Java moss is extremely easy to care for and has very low requirements. I have some in my "tank of fate" (where I put excess snails and plants that I don't think will make it) on my windowsill too. Just make sure the moss stays wet and has nutrients to feed on and doesn't bake from the heat of the sun.
For those with experience with moss, what do you recommend? It seems that all of them will spread and will need eventual trimming. Are some less invasive than others? What is best for a "carpet look." Are all of those going to need regular trimming?
You'll need to tie the moss to somethign to weigh it down; otherwise as far as I am aware it needs nothing. I have recently bought some and the tank gets natural light (not direct light); tank lights are almost never on. The window next to the tank faces north and I don't fertilize.
I wanted something really low maintenance as was recommende java moss :). I can't use fertilizers in my tank so I was more limited than normal.
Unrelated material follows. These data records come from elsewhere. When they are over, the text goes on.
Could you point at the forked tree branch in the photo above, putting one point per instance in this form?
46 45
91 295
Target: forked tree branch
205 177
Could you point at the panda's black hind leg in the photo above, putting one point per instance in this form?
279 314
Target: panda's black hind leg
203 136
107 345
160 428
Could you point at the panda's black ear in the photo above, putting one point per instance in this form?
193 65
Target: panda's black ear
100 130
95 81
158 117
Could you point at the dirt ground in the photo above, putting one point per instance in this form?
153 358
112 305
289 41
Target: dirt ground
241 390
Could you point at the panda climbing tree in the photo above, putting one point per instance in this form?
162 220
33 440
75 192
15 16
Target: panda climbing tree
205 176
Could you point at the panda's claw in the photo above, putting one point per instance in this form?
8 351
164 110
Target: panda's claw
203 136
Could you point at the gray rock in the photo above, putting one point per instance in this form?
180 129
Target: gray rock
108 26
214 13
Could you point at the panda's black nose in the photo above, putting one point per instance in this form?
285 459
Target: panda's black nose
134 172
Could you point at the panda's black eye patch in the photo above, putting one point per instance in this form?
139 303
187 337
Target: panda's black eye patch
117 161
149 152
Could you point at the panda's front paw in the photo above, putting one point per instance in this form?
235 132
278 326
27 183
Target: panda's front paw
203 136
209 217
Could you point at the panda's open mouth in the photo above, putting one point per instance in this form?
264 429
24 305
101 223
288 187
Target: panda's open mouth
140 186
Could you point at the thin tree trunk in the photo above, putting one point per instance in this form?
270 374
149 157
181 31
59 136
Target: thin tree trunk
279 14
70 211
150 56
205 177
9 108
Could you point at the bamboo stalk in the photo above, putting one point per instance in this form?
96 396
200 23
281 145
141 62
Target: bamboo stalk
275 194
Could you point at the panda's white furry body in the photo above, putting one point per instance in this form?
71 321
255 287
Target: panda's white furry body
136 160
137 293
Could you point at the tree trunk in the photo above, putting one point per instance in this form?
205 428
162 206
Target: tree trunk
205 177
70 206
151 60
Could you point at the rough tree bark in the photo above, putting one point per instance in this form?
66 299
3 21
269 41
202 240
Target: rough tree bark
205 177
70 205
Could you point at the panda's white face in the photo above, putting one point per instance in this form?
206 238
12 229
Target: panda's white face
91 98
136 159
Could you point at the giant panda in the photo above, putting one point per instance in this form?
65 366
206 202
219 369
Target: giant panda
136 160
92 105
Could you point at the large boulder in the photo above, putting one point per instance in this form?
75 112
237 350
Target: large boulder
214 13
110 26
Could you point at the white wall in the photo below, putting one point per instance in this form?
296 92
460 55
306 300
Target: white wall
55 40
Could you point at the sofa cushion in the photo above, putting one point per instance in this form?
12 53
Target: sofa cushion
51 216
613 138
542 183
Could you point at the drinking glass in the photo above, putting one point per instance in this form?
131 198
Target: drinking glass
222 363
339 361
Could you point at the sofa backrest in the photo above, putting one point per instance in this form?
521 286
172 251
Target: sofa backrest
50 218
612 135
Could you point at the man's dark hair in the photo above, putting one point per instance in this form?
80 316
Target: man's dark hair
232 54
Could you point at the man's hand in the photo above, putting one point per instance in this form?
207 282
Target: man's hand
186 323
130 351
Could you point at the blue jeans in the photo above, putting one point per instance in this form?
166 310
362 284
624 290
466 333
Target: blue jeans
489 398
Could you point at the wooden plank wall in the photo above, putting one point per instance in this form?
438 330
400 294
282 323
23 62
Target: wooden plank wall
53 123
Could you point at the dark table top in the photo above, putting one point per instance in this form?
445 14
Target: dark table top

Java moss has the least amount of care requirements. If you want a carpet look, simply get enough moss to sparsely cover the area you want carpeted, then cut a section of craft mesh/needlepoint canvas to size and sew the moss onto it with fishing line or cotton/nylon thread. Place it in the tank so that the moss is on the bottom and the canvas is on top. Over time, the moss will grow through the canvas and give you an even carpeted look. If you are impatient, you can sew the moss to the top of the canvas--but the result tends to be a lot less even and you get a very lumpy lawn. You will also need a lot more moss to get started.
The downside to using java moss is that the strands often come loose and can look very sloppy if you have other plants that end up with strands all over them--or other parts of your substrate end up having strands poking out of them. So annoying. Christmas moss looks a lot like java, but it has higher care requirements and is thicker. It also grows in a bit differently, also, and doesn't have a tendency to shed strands nearly as much. I prefer to tie this moss onto rocks or driftwood.
"The downside to using java moss is that the strands often come loose and can look very sloppy if you have other plants that end up with strands all over them--or other parts of your substrate end up having strands poking out of them. So annoying."
See, I like that look - it looks SO natural, IMO. Different strokes, I guess. :)
Im being optimistic here but if my moss does grow how do I trim it, can I just cut it with a scissors? by this I mean, if I wanted to put some of the plant in to a different tank could I just simply cut it in half?
As for the mesh idea, I was going to do something similar as a background but I like the carpet look too. Maybe i could turn it into a green box lol
Java moss is really just a tangle of individual strands. If you wanted to separate a ball of it to place in separate tanks, it would be better just to pull it apart gently so you keep the strands mostly together. As for pruning, scissors work fine. You will have to do this when the java moss grows because as it does, the top strands begin to take up all the light, causing the strands below it to die off. If this happens, your carpet starts to lift up off the mesh and you have a floating clump rather than a carpet.